Character Clues
Character Analysis
Actions
We don't get a lot of meaningful speeches from Maniac. In fact, he often doesn't say too much at all. He's a man (or boy) of action. Something upsets him? He runs. He wants a friend? He carries her suitcase of books. He wants two little boys to go to school? He kisses a baby buffalo (too bad everyday problems aren't that easy to solve, right?). Yup, Maniac never really has trouble taking action.
And his actions are how we learn about who he is. We learn that living in a fractured household actually hurts him deeply: "little Jeffrey Magee wasn't supposed to be up there on the risers, pointing to his aunt and uncle, bellowing out from the midst of the chorus..." (1.11). That as much as he loves the Beales, he decides that "the right thing was to make sure the Beales didn't get hurt anymore" (21.8-9).

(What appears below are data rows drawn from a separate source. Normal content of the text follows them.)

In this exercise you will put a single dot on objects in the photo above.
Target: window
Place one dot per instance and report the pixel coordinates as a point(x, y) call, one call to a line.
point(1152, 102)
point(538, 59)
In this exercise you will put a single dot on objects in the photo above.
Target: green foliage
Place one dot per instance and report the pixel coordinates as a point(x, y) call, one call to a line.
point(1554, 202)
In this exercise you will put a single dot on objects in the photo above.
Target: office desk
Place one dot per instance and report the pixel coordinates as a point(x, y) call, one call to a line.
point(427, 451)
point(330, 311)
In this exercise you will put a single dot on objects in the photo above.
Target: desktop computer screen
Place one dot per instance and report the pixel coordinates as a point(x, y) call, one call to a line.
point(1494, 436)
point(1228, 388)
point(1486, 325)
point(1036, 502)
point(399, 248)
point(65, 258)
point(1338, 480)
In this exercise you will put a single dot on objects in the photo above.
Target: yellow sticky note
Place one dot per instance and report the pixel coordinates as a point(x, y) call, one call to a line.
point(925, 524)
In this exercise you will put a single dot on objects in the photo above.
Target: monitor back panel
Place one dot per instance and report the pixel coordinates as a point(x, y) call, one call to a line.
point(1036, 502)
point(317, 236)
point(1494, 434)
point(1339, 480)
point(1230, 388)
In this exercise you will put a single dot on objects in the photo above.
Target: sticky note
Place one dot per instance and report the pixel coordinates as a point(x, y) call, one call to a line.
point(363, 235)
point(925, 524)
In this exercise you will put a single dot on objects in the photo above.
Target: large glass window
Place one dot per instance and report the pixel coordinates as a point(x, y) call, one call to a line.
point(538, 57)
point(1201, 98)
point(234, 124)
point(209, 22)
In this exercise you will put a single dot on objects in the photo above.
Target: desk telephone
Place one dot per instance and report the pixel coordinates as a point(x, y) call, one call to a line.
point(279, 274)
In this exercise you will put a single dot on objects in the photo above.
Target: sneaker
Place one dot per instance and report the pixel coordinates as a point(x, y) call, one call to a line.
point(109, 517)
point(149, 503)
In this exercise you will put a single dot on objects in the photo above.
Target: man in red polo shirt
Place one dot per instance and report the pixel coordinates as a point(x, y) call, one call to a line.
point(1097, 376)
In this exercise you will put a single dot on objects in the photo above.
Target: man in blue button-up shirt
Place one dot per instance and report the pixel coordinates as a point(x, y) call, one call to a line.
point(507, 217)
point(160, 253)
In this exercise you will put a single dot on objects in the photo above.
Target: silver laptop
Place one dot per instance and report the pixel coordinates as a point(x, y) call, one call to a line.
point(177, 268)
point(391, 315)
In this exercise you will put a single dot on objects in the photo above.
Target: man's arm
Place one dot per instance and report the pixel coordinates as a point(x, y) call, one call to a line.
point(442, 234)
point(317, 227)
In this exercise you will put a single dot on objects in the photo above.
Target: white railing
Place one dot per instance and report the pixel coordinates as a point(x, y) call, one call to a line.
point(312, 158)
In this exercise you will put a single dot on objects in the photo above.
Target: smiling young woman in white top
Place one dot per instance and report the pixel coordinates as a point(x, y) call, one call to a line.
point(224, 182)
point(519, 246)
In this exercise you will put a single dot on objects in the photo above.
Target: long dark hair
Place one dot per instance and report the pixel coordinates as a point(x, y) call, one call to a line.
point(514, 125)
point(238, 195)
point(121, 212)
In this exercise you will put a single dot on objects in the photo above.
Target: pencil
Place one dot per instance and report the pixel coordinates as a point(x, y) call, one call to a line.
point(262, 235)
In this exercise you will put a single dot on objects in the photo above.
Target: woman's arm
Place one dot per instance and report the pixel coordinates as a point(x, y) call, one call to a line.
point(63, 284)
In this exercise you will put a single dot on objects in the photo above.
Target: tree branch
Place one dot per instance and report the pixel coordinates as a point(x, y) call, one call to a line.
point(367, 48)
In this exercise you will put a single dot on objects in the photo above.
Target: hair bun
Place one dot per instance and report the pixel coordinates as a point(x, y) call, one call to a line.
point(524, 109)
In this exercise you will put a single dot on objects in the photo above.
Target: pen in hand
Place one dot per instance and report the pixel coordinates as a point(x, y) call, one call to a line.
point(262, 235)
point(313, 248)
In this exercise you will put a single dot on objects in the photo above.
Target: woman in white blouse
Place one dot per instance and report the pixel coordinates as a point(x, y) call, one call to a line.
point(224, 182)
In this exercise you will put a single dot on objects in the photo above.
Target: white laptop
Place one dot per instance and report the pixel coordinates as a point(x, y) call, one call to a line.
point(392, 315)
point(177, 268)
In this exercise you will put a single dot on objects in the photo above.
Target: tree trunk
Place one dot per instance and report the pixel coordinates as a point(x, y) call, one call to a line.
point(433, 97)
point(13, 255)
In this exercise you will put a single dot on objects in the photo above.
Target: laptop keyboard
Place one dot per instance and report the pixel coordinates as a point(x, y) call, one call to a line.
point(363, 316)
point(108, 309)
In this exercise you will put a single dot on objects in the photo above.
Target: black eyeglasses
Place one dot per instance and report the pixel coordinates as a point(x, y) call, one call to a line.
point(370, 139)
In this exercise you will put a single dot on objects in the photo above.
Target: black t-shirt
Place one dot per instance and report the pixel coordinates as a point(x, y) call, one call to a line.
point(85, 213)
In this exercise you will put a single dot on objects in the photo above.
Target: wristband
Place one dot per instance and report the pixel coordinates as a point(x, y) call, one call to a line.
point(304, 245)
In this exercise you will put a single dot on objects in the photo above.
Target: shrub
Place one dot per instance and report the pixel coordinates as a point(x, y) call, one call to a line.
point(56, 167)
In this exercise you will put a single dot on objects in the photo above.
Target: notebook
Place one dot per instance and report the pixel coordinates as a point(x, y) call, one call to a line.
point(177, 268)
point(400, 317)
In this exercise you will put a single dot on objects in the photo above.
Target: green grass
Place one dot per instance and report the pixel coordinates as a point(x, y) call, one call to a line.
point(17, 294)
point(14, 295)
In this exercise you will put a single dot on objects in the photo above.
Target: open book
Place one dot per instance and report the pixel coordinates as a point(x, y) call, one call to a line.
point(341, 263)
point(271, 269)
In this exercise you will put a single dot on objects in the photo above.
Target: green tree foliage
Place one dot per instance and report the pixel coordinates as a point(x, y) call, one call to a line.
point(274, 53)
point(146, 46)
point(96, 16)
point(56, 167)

No big speeches here—just a big heart in action.
Family Life
Let's do a little word association. Are you ready? Here we go. First: Beale Family.
Second: McNab house.
We're betting you came up with something like warm, loving, caring, safe for the first. And maybe scary, mean, neglectful, dirty for the second. Maniac's journey shows us two polar opposites of family life, and we learn a lot about the people in each of these families through Maniac's experience of how they treat their sibs and parents. For example, how about we compare Papa McNab's drunken bellowing at the little ones to do their homework with Mrs. Beale's frantic scrubbing of the grafitti off the front of the house so Maniac won't see it?
Yeah. We think you get it.
Props
Walking around with a candy bar hanging out of our mouths sounds pretty good to us, if a little messy. (Don't tell our dentist.) But Mars Bar's chocolate companion tells us more than the fact that he has a sweet tooth. What would you think if you met a kid with a lot of swagger and a chocolate bar hanging out of his mouth? We'd think he's the baddest kid on the block and he knows it. And that's Mars in a (chocolate-covered) nutshell.